Use ptrb for the LUT address tail register with auto increment.
Use the incmod instruction. Might need to be a2000000 instead of a1ffffff.
I already tried ptrb - it didn't work and I don't know why. Now I have this 354 MHz setup to experiment with. I didn't tried incmod yet. I have bad experience with incmod: it never worked for me every time I tried it. There is something I don't understand.
So, ptrb and incmod will be tested now until they work
I used RDLUT with ptrb and auto increment in my driver - it works. And INCMOD also works - I just can't recall offhand if it needs the final value or final value +1 setup in the S register (might be the final loop value, so a1ffffff).
Also there should be plenty of time to execute the main (non-ISR) sample reading code for normal mod files.

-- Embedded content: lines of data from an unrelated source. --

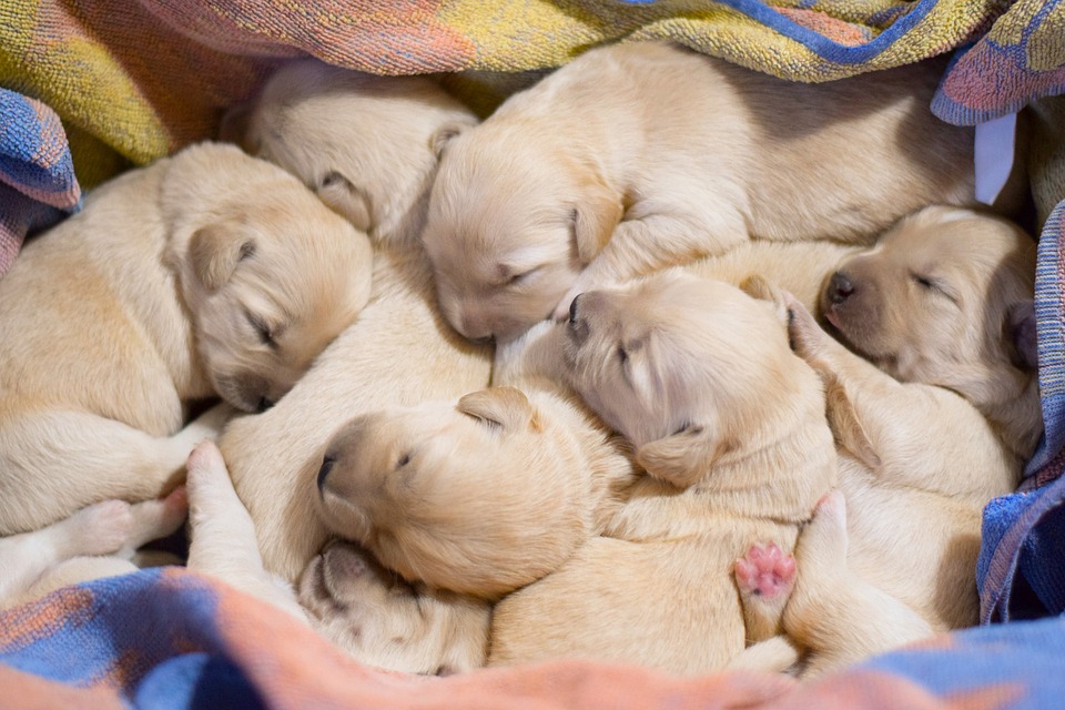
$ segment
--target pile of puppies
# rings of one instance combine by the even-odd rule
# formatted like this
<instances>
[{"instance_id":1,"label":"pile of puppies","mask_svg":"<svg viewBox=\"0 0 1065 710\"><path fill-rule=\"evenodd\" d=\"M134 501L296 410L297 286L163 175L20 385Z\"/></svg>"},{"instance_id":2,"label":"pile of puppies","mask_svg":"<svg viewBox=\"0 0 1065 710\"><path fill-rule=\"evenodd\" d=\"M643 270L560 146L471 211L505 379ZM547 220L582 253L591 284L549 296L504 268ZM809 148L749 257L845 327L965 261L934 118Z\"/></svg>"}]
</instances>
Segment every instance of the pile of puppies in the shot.
<instances>
[{"instance_id":1,"label":"pile of puppies","mask_svg":"<svg viewBox=\"0 0 1065 710\"><path fill-rule=\"evenodd\" d=\"M226 122L257 158L115 180L0 281L6 599L131 566L57 571L173 529L192 450L187 565L386 668L812 676L974 623L1035 256L966 206L942 69L618 44L483 122L282 69Z\"/></svg>"}]
</instances>

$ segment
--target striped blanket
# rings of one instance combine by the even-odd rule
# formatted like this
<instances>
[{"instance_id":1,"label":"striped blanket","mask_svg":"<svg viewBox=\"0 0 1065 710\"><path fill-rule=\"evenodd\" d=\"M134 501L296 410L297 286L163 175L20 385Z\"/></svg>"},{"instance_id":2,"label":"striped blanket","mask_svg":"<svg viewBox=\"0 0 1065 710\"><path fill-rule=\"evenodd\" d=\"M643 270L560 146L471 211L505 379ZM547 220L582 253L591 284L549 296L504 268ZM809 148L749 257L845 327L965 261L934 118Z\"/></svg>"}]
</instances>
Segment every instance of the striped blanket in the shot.
<instances>
[{"instance_id":1,"label":"striped blanket","mask_svg":"<svg viewBox=\"0 0 1065 710\"><path fill-rule=\"evenodd\" d=\"M519 72L604 42L668 38L794 81L954 52L932 105L981 124L1028 105L1042 236L1036 284L1046 436L985 513L984 628L812 683L557 662L445 679L353 663L281 613L171 568L0 615L12 707L1053 707L1065 696L1065 1L13 0L0 6L0 274L90 189L212 135L280 61L447 73L487 111ZM61 120L60 122L57 120ZM73 166L73 170L71 170ZM874 166L872 166L874 168ZM75 176L77 175L77 180ZM2 276L0 276L2 277ZM1003 623L1008 621L1008 623Z\"/></svg>"}]
</instances>

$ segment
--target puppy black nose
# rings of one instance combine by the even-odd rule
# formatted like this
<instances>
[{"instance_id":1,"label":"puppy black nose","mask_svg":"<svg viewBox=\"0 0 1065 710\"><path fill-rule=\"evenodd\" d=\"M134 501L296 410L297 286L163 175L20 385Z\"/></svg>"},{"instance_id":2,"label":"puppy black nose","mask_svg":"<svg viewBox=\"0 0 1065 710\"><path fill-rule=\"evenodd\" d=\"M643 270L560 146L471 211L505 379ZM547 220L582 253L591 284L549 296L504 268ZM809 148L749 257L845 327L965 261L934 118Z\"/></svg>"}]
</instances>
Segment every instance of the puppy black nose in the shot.
<instances>
[{"instance_id":1,"label":"puppy black nose","mask_svg":"<svg viewBox=\"0 0 1065 710\"><path fill-rule=\"evenodd\" d=\"M577 300L580 298L580 294L574 296L574 300L569 302L569 324L575 325L577 323Z\"/></svg>"},{"instance_id":2,"label":"puppy black nose","mask_svg":"<svg viewBox=\"0 0 1065 710\"><path fill-rule=\"evenodd\" d=\"M832 303L843 303L854 293L854 284L842 272L832 274L829 280L829 301Z\"/></svg>"},{"instance_id":3,"label":"puppy black nose","mask_svg":"<svg viewBox=\"0 0 1065 710\"><path fill-rule=\"evenodd\" d=\"M318 490L325 485L325 479L328 478L329 471L333 470L335 463L336 456L333 454L326 454L322 457L322 468L318 469Z\"/></svg>"}]
</instances>

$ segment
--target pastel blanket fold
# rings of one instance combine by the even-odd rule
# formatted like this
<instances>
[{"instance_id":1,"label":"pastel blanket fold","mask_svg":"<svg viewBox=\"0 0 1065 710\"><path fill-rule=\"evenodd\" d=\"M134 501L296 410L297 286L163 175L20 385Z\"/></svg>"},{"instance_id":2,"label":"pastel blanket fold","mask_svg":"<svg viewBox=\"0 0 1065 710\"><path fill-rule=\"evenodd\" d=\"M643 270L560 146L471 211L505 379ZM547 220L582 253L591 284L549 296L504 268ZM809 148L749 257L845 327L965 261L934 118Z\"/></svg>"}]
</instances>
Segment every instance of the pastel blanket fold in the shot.
<instances>
[{"instance_id":1,"label":"pastel blanket fold","mask_svg":"<svg viewBox=\"0 0 1065 710\"><path fill-rule=\"evenodd\" d=\"M29 707L682 710L1048 708L1065 619L930 639L815 681L556 661L426 678L361 666L306 627L182 568L71 587L0 612L0 709Z\"/></svg>"}]
</instances>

Even if the ISR chews up 50% of the cycles. I think the Amiga HW couldn't generate its samples faster than about 29kHz. So this is four samples (or 8 in your case) in 34us. At over 300MHz you are still talking something above 5k P2 cycles to do your per channel calculations and sample reading with 50% of the COG in 34us. I found there is plenty of time to go read PSRAM samples even with a 1us latency or so per read operation.